So basically your GM, a person who I will assume does not have my particular ethnic history and background, rigged your encounter that the orcs would act in certain awful ways.

Do you not see how this
1) reflects on.... your GM's handling of things, and
2) might be more than a little bit uncomfortable to people who might be at your table who orcs have regularly been created to be stereotypes of?

If I was in an OSR campaign built with the Bad Old Days ideas baked in, me personally as a player would most likely be defined as happily following an Evil god and a member of an Always Evil race. I'm culturally deviant in ways that I have no power to change. And that isn't necessarily obvious to others at the table.
A huge part of the Bad Old Days is creating a fantasy that the Other is Evil, then going out of its way to fulfill and justify that idea.

I'm sick of it.

I'd like to be able to play in a game sometimes without knowing that there's a good chance I will be reminded that I'm an evil monster. But people keep claiming that it's vitally important that these harmful tropes have to be repeated in ways that directly feeds into a power fantasy that some players have experience with being inherently on the wrong end of.

It was never okay. It was always a bad trope. It needs to be taken to the vets office for one last time. I'm sorry that some people miss it and feel attached to it, but y'all literally scare me and my friends and that's not great for the hobby as a whole. And because we're scared of this stuff, we probably won't tell you... we just sneak away and stop playing.
I do not have your background. My own troubles with being the Other is ways less physical or obvious than that.

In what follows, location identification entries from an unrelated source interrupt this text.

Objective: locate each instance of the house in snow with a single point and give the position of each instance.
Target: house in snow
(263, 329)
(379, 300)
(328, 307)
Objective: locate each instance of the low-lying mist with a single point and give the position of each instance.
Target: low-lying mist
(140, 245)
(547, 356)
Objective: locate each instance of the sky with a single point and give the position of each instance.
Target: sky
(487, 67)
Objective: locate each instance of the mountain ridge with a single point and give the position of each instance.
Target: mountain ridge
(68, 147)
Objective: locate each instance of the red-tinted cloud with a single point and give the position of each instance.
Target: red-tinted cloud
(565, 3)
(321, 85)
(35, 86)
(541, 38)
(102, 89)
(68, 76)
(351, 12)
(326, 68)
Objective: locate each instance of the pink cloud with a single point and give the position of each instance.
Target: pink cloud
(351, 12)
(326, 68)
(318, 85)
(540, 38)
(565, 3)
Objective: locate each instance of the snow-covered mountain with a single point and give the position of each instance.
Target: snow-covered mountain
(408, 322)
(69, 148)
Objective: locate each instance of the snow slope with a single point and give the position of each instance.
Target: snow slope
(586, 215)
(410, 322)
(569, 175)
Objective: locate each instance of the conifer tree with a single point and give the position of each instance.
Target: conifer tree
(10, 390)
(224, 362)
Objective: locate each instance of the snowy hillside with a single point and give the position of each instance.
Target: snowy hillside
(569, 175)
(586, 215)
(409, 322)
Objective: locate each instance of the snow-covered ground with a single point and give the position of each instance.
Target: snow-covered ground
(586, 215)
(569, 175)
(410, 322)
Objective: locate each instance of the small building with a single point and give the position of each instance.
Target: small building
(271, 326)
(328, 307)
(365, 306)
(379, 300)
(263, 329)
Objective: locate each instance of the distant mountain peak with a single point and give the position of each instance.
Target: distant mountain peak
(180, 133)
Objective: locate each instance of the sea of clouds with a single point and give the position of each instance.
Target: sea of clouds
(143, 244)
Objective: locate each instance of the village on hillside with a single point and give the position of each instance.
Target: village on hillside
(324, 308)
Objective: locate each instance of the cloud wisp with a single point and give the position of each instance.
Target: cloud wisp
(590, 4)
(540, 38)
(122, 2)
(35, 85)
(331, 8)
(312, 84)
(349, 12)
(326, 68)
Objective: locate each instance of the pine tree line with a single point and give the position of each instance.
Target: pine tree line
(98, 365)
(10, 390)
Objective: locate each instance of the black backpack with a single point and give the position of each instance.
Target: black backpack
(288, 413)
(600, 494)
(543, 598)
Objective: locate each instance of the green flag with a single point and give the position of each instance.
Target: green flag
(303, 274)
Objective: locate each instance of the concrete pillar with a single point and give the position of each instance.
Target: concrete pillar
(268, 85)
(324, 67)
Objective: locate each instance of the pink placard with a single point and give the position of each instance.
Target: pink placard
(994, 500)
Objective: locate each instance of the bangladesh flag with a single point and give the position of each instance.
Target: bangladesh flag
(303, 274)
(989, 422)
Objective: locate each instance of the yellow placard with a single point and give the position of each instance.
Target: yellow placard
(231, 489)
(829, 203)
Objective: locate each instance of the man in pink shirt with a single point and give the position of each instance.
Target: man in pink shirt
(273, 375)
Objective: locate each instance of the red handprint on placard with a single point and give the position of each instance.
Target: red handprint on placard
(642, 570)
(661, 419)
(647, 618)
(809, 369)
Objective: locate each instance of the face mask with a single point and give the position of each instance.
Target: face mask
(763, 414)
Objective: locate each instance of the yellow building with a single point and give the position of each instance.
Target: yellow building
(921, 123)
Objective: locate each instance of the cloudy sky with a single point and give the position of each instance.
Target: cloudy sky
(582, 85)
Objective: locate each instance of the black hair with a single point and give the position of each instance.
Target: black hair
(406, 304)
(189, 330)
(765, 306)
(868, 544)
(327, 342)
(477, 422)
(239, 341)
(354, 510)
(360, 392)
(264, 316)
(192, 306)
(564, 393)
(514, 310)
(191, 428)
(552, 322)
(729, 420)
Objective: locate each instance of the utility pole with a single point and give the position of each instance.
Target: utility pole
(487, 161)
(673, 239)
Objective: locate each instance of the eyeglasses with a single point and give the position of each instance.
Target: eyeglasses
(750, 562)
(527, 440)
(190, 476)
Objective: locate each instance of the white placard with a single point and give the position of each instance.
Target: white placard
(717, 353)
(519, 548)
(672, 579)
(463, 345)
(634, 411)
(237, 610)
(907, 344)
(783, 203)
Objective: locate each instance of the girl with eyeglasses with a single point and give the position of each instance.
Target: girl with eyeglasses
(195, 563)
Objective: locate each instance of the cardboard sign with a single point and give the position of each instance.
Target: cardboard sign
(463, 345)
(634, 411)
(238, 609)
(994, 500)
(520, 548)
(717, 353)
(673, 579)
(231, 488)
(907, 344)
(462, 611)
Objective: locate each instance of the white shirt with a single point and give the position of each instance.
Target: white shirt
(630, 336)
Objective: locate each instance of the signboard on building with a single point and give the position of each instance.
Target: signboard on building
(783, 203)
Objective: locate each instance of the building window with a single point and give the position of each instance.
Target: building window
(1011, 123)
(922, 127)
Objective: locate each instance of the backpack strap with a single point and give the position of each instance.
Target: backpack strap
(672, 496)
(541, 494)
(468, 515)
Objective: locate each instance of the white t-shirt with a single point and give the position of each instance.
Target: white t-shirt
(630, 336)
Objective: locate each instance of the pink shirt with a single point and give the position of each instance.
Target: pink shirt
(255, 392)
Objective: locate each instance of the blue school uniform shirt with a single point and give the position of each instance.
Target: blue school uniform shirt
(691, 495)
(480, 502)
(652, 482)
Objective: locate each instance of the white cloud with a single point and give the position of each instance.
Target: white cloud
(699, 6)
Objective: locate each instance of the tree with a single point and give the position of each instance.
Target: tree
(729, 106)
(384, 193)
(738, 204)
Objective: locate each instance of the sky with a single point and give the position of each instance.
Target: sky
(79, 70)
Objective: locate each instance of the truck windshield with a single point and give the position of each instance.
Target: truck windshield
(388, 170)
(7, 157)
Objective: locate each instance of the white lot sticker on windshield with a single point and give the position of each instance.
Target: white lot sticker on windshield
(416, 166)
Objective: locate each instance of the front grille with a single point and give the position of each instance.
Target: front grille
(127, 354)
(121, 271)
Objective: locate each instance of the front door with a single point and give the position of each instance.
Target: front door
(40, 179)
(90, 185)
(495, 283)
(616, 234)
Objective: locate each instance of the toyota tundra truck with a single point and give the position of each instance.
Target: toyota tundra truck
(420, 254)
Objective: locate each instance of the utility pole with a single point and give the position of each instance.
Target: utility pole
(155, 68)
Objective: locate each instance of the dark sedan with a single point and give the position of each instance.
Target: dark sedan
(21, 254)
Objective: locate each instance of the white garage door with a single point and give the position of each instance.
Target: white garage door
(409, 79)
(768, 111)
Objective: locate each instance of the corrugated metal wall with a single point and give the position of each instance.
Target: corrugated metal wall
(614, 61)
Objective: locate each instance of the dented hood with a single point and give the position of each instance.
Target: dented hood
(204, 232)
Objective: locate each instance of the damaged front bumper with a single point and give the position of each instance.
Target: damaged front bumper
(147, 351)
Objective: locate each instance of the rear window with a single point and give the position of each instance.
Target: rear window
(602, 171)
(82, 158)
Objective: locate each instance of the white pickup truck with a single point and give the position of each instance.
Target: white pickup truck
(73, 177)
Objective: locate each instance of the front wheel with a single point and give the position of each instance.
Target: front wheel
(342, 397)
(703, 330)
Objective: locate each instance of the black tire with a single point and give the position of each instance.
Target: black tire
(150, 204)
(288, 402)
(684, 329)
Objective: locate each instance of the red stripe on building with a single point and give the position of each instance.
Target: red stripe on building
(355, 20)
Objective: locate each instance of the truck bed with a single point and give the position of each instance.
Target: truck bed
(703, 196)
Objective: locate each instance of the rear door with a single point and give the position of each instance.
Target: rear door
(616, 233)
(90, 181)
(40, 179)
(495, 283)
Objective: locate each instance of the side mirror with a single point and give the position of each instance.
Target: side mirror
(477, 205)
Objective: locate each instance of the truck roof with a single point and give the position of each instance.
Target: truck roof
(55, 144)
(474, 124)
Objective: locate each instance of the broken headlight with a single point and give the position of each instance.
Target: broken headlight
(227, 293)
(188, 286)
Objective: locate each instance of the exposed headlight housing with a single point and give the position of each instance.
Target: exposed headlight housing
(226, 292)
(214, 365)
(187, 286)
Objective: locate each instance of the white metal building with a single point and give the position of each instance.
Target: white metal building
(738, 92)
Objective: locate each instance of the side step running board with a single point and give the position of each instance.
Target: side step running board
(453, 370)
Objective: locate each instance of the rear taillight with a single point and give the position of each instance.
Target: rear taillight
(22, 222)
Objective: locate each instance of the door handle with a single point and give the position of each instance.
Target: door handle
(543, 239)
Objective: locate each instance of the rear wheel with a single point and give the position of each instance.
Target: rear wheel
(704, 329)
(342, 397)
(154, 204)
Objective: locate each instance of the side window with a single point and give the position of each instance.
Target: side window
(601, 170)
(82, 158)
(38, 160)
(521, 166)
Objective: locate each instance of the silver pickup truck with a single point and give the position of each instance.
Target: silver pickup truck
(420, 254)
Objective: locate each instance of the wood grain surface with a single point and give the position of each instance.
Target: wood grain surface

But I agree with you. I have seen too much, and know too much to see it any differently. and due to how my mind works, what was I raised on, I cannot look at this trope as something positive. If people are being scared away because of such a trope....is this not proof enough? Its all fun and games until someone sees themselves in something being demonized. That, and valuing a fictional trope's existence over actual people and how its affecting them isn't a good set of priorities to me.